Three millennials faced a row of Generation X-ers and baby boomers Wednesday on Capitol Hill, and though the ages in the congressional hearing room ranged wide, the understanding was mutual: Americans born in the 1980s and 1990s are now facing economic challenges dramatically different from those of their parents and grandparents.

“I share the concerns of this committee and many of my House and Senate colleagues,” 30-year-old Rep. Elise Stefanik, R-N.Y., said during a hearing of the Joint Economic Committee of Congress. “When the most educated generation in our nation’s history cannot start businesses, purchase homes or save for retirement because they are held back by decades of loan payments, we must make it a priority to discuss innovative ways to address this issue.”

Stefanik was joined on the witness panel by a non-profit director and research fellow, all of whom are and work with millennials. They stressed to lawmakers how their generation is the largest in the nation’s workforce, but still struggles to pay off student loans, find affordable housing and start families.

“Millennials have been called the most entrepreneurial generation,” said Jared Meyer, a fellow at the Manhattan Institute for Policy Research. Yet, “few young Americans have followed through on their entrepreneurial dreams.”

One in four millennials wants to start his or her own business, according to a Bentley University survey. “Yet, as of 2013, only 3.6 percent of private businesses were at least partially owned by someone under the age of 30,” Meyer said.

While monetary restrictions and limitations are apparent, the witnesses said their generation remains optimistic and driven. Committee chairman Sen. Dan Coats, R-Ind., said he found this idea to be “a bit surprising” because millennials are working less skilled jobs with more debt.

Where does that optimism come from? Why isn’t there more outrage … about being robbed of the opportunity to achieve the American dream?

Rep. Dan Coats, R-Ind.

“Where does that optimism come from?” Coats asked. “Why isn’t there more outrage … about being robbed of the opportunity to achieve the American dream? Robbed, frankly, by the older generation that I’m a part of?”

“You can be frustrated simultaneous to being optimistic of the future of this country,” Stefanik said. “Millennials volunteer in historic numbers, but they feel very politically disengaged.
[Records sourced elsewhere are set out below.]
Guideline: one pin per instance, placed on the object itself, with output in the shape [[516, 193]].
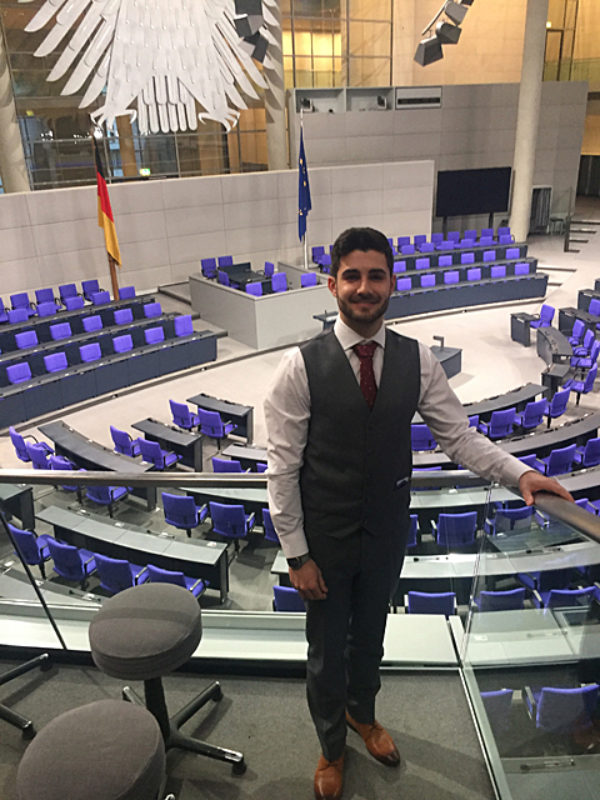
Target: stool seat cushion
[[107, 750], [145, 632]]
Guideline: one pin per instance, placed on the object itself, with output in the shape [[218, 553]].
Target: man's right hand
[[309, 582]]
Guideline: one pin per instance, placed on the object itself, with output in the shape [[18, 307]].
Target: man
[[338, 417]]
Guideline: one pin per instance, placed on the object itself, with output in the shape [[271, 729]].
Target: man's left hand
[[532, 481]]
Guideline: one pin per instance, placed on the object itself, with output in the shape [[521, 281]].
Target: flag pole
[[105, 218], [305, 237], [112, 266]]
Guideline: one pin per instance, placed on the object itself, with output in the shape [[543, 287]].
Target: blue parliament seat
[[231, 521], [589, 454], [26, 339], [269, 528], [559, 462], [508, 600], [431, 603], [152, 453], [100, 298], [61, 330], [182, 512], [124, 443], [33, 549], [21, 300], [454, 531], [118, 574], [71, 563], [286, 598], [159, 575], [561, 710], [501, 424], [89, 288], [106, 495]]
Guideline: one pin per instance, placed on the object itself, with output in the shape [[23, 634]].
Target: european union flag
[[304, 204]]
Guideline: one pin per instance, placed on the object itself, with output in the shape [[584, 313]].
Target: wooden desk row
[[57, 390], [196, 559], [35, 355], [41, 325]]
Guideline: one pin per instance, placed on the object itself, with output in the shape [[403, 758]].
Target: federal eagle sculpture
[[155, 59]]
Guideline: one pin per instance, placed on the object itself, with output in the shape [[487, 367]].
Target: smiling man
[[338, 418]]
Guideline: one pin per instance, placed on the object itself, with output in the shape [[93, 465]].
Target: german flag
[[105, 217]]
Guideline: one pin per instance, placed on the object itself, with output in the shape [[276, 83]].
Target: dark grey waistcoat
[[357, 462]]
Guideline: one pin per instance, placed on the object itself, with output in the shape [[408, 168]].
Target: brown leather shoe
[[379, 743], [329, 779]]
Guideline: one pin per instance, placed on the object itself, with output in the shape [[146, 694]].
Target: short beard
[[349, 312]]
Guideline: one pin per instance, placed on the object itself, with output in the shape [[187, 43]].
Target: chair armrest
[[137, 577], [528, 701]]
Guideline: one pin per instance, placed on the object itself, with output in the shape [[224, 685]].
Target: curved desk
[[94, 456], [516, 397], [41, 325], [553, 346], [539, 441], [196, 559]]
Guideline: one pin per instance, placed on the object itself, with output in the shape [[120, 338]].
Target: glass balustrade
[[531, 647], [522, 620]]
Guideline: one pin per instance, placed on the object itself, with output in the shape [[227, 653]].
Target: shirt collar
[[348, 338]]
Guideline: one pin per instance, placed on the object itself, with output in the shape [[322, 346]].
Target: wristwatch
[[298, 561]]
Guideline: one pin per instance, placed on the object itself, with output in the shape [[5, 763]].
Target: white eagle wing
[[163, 55]]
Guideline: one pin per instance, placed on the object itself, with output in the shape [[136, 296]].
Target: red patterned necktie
[[367, 377]]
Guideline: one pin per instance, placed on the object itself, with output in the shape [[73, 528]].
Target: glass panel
[[531, 652], [369, 72], [140, 528], [369, 38]]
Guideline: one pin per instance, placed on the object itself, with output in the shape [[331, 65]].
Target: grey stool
[[16, 719], [144, 633], [107, 750]]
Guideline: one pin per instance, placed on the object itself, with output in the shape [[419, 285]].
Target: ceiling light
[[455, 12], [428, 51], [447, 33]]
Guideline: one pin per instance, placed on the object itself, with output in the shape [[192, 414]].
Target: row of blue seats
[[485, 234], [77, 564], [453, 276], [28, 338], [21, 371], [420, 243], [56, 362], [46, 304], [464, 259], [502, 423]]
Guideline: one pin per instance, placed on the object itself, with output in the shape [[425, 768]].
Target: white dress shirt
[[287, 414]]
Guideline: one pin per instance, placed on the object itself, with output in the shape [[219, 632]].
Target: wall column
[[275, 92], [530, 96], [12, 158]]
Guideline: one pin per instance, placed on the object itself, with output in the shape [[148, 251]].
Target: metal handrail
[[560, 509], [247, 480]]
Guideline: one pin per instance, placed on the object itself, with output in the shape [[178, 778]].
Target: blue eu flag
[[304, 204]]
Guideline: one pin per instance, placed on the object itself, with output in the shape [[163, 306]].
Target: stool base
[[155, 702], [7, 714]]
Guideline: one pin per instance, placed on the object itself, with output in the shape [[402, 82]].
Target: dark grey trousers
[[345, 632]]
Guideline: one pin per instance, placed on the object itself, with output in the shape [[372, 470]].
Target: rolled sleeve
[[287, 414], [442, 411]]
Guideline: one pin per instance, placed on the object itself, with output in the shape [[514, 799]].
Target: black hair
[[360, 239]]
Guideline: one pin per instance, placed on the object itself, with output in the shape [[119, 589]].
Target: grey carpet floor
[[268, 720]]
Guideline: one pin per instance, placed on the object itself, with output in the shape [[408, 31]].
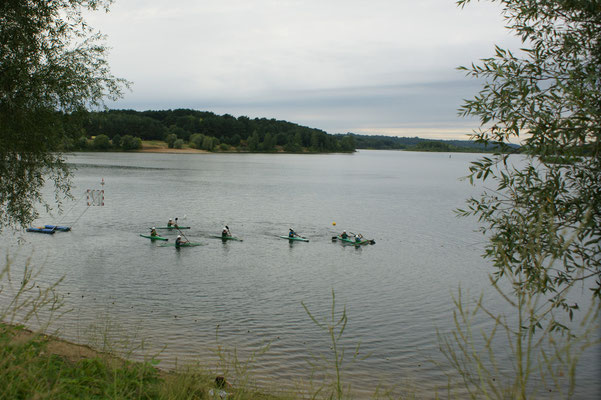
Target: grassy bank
[[36, 366]]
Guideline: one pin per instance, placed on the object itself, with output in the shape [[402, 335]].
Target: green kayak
[[226, 238], [189, 244], [154, 237], [299, 238], [353, 241]]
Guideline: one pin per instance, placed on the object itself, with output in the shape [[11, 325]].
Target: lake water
[[397, 292]]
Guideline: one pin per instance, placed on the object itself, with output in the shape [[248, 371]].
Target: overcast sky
[[363, 66]]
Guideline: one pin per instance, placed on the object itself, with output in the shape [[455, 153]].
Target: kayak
[[58, 228], [353, 241], [154, 237], [189, 244], [300, 239], [226, 238], [41, 230]]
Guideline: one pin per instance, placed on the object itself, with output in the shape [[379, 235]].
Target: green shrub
[[102, 142]]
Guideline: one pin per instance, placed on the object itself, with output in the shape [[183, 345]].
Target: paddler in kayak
[[226, 231], [179, 241]]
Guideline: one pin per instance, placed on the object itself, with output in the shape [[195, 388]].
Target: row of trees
[[208, 131]]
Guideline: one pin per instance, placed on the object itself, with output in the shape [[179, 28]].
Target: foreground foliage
[[51, 62], [549, 96]]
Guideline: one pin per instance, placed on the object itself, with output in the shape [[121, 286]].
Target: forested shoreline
[[203, 130], [125, 130]]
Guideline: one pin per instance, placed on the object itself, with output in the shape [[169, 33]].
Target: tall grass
[[334, 325], [542, 360]]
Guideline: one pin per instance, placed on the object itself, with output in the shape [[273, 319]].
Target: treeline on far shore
[[203, 130], [380, 142], [124, 130]]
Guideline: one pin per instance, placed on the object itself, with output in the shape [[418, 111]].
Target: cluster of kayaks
[[49, 229], [344, 240]]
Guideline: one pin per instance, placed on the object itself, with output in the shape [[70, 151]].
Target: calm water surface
[[396, 293]]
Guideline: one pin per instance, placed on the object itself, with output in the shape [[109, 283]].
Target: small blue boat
[[58, 228], [41, 230]]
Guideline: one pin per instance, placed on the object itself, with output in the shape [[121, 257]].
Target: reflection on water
[[397, 292]]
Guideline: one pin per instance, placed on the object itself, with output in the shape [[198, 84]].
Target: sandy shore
[[71, 351]]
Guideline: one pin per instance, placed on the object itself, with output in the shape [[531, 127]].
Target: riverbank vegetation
[[126, 129], [380, 142]]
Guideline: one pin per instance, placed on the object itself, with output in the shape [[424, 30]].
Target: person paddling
[[179, 242], [226, 232]]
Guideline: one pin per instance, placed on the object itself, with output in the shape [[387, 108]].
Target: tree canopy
[[543, 218], [51, 63]]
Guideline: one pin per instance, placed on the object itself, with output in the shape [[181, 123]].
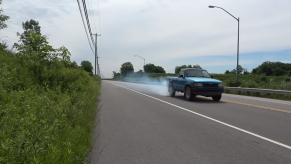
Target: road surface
[[139, 123]]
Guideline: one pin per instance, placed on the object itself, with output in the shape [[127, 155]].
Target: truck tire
[[216, 98], [188, 93], [171, 90]]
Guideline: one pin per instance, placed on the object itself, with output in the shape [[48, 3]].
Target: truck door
[[180, 81]]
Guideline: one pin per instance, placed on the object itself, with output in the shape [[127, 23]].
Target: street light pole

We need to actively reach out to millennials to make them a part of the conversation when we’re making public policy.”

Lawmakers can make a difference to assist these optimistic young Americans, said Jen Mishory, executive director of Young Invincibles, a non-profit organization based in Washington, D.C., that promotes economic education and resources for young adults.

“Congress should do its part by incentivizing institutions, organizations, private companies, and communities to join together and think creatively about specific tactics that meet youth where they are and work for them,” she said.